15. Chichilo reports the following data for the determination of the %w/w Al in two samples of limestone [Chichilo, P. J. *J. Assoc. Offc. Agr. Chemists ***1964**, *47*, 1019 as reported in Youden, W. J. “Statistical Techniques for Collaborative Tests,” in *Statistical Manual of the Association of Official Analytical Chemists*, Association of Official Analytical Chemists: Washington, D. C., 1975].

analyst | sample 1 | sample 2 |
---|---|---|

1 | 1.35 | 1.57 |

2 | 1.35 | 1.33 |

3 | 1.34 | 1.47 |

4 | 1.50 | 1.60 |

5 | 1.52 | 1.62 |

6 | 1.39 | 1.52 |

7 | 1.30 | 1.36 |

8 | 1.32 | 1.33 |

Construct a two-sample plot for this data and estimate values for \(\sigma_\text{rand}\) and for \(\sigma_\text{syst}\).

16. The importance of between-laboratory variability on the results of an analytical method are determined by having several laboratories analyze the same sample. In one such study, seven laboratories analyzed a sample of homogenized milk for a selected aflatoxin [Massart, D. L.; Vandeginste, B. G. M; Deming, S. N.; Michotte, Y.; Kaufman, L. *Chemometrics: A Textbook*, Elsevier: Amsterdam, 1988]. The results, in ppb, are summarized below.
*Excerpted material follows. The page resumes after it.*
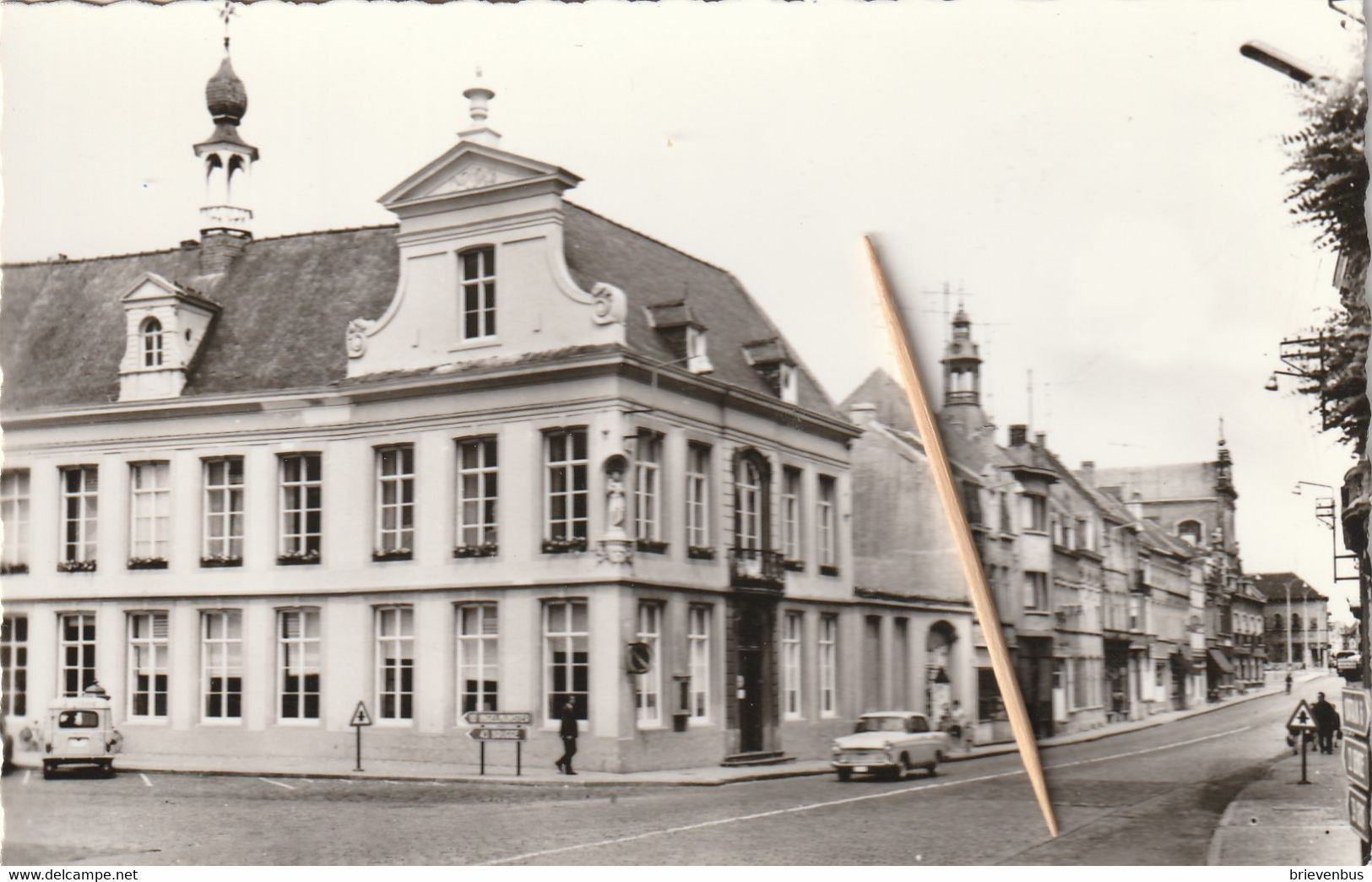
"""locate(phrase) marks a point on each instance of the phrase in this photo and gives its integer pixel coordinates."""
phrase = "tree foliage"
(1328, 192)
lab A | lab B | lab C | lab D | lab E | lab F | lab G |
---|---|---|---|---|---|---|

1.6 | 4.6 | 1.2 | 1.5 | 6.0 | 6.2 | 3.3 |

2.9 | 2.8 | 1.9 | 2.7 | 3.9 | 3.8 | 3.8 |

3.5 | 3.0 | 2.9 | 3.4 | 4.3 | 5.5 | 5.5 |

4.5 | 4.5 | 1.1 | 2.0 | 5.8 | 4.2 | 4.9 |

2.2 | 3.1 | 2.9 | 3.4 | 4.0 | 5.3 | 4.5 |

(a) Determine if the between-laboratory variability is significantly greater than the within-laboratory variability at \(\alpha = 0.05\). If the between-laboratory variability is significant, then determine the source(s) of that variability.
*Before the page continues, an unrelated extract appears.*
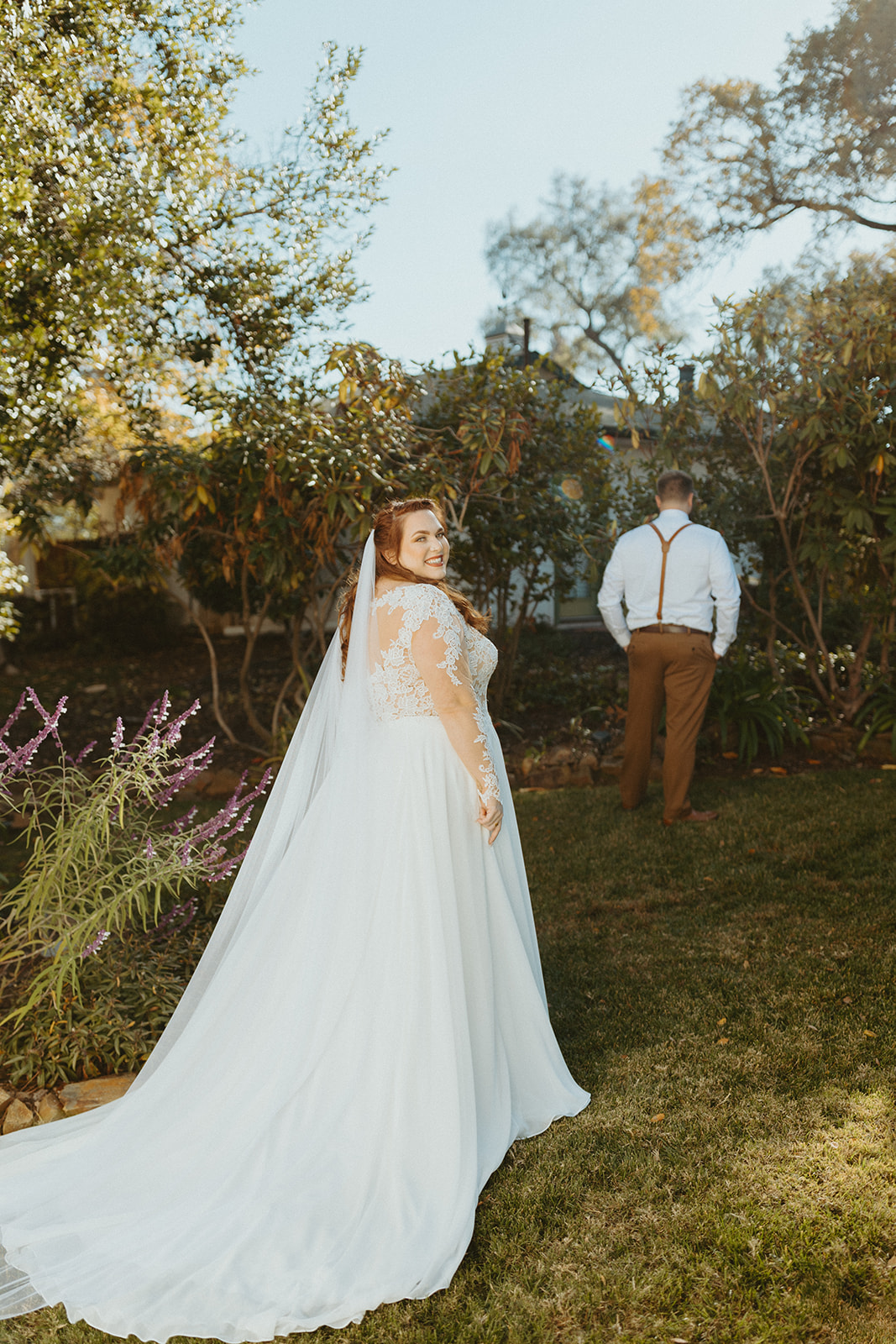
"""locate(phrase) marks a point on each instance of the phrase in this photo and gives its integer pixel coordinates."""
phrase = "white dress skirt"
(313, 1139)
(b) Estimate values for \(\sigma_\text{rand}^2\) and for \(\sigma_\text{syst}^2\).

17. Show that the total sum-of-squares (*SS*_{t}_{)} is the sum of the within-sample sum-of-squares (*SS*_{w}) and the between-sample sum-of-squares (*SS*_{b}). See Table 14.3.2 for the relevant equations.

18. Eighteen analytical students are asked to determine the %w/w Mn in a sample of steel, with the results shown here.

0.26% | 0.28% | 0.27% | 0.24% | 0.26% | 0.25% |

0.26% | 0.28% | 0.25% | 0.24% | 0.26% | 0.25% |

0.29% | 0.24% | 0.27% | 0.23% | 0.26% | 0.24% |

(a) Given that the steel sample is 0.26% w/w Mn, estimate the ex-pected relative standard deviation for the class’ results.

(b) Are the actual results consistent with the estimated relative standard deviation?